After taking the oath of office Monday, Bentley attended a service honoring the late Dr. Martin Luther King Jr. at Dexter Avenue Baptist Church, a church the civil rights leader helped make famous.
“Anybody here today who has not accepted Jesus Christ as their savior, I’m telling you, you’re not my brother and you’re not my sister, and I want to be your brother,” Bentley said during his speech.
The comment has since received tremendous backlash on the national scale, prompting an apology from Bentley just two days later.
“If anyone from other religions felt disenfranchised by the language, I want to say I am sorry. I am sorry if I offended anyone in any way,” Bentley told reporters Wednesday after meeting with leaders of other faiths.
While the comment is one not often heard from elected officials, many were unfazed by the sentiment expressed.
“I did feel like the media took it and ran with it because it wasn’t like he was on the White House steps. He was at a church,” Hank Atchison, pastor of Gallion Baptist Church, said.
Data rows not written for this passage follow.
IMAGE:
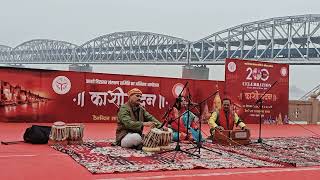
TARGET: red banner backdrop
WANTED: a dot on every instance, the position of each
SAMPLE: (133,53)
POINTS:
(32,95)
(247,81)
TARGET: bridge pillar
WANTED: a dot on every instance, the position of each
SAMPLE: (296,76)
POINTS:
(195,72)
(80,67)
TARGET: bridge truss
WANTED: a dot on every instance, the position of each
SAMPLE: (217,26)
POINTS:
(291,39)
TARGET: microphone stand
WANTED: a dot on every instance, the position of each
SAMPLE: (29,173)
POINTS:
(260,102)
(178,147)
(199,142)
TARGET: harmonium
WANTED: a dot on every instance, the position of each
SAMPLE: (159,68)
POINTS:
(232,137)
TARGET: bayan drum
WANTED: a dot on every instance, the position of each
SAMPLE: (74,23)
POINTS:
(157,139)
(58,132)
(74,133)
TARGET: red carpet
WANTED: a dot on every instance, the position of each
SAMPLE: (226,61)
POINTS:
(101,157)
(26,161)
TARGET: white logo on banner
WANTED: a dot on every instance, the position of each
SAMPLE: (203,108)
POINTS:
(61,85)
(232,66)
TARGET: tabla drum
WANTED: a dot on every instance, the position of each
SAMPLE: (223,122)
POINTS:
(74,133)
(58,132)
(157,139)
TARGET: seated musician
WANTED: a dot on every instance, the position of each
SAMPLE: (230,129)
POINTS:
(225,119)
(175,117)
(131,120)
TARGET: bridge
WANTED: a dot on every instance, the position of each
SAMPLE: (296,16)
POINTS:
(290,39)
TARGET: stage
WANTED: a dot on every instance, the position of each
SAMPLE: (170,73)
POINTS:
(27,161)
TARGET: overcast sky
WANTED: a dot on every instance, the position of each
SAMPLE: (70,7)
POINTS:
(78,21)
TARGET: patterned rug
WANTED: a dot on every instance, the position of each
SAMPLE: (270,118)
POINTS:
(102,157)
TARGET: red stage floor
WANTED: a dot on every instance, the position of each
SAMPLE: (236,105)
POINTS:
(26,161)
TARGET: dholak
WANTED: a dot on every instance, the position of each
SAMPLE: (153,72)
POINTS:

Atchison pointed out that the context of the comment is important.
Taking into account such a context also means realizing Bentley’s background as a Baptist deacon.
“I think what he said, he believes in,” J.D. Barnes, rector of Trinity Episcopal Church, said. “It was my impression that he let more of his faith slip out there than most people are comfortable with.”
Barnes noted that Bentley’s evangelical background likely had an influence on his Monday speech.
“I think he meant that if you don’t believe in Jesus, you’re not my brother or sister and I want you to be my brother,” Barnes said. “He had some other coments that he made about being a Republican but he was elected to be governor of all of Alabama. That didn’t get a lot of press. The comments about religion were a little bit easier to jump on.”
Atchison said he took no issue with Bentley’s comments, noting that the sentiment itself is anything but negative.
“I think he meant what scripture teaches as far as, if you’re a born again believers and you have the Holy Spirit in you, we are unified in that,” Atchison said. “It’s not a negative thing at all. It’s illustrated to have this awesome picture of a God that loves us. When you really get to the core of the theology behind it, it’s a beautiful thing.”
The difficulty for Bentley is that his beliefs must now mingle with his politics, an uneasy proposition for most.
Barnes stated that one of the keys for Bentley in his political life is to find a way to maintain his faith without alienating those he has been elected to serve.
“He has been elected to be governor of the state and that does include people who are not Christians,” Barnes said, noting a democracy often calls for different rhetoric than a theocracy. “And while he does not need to lose his faith completely, he has to be sensitive to the fact that there are others of different beliefs out there.”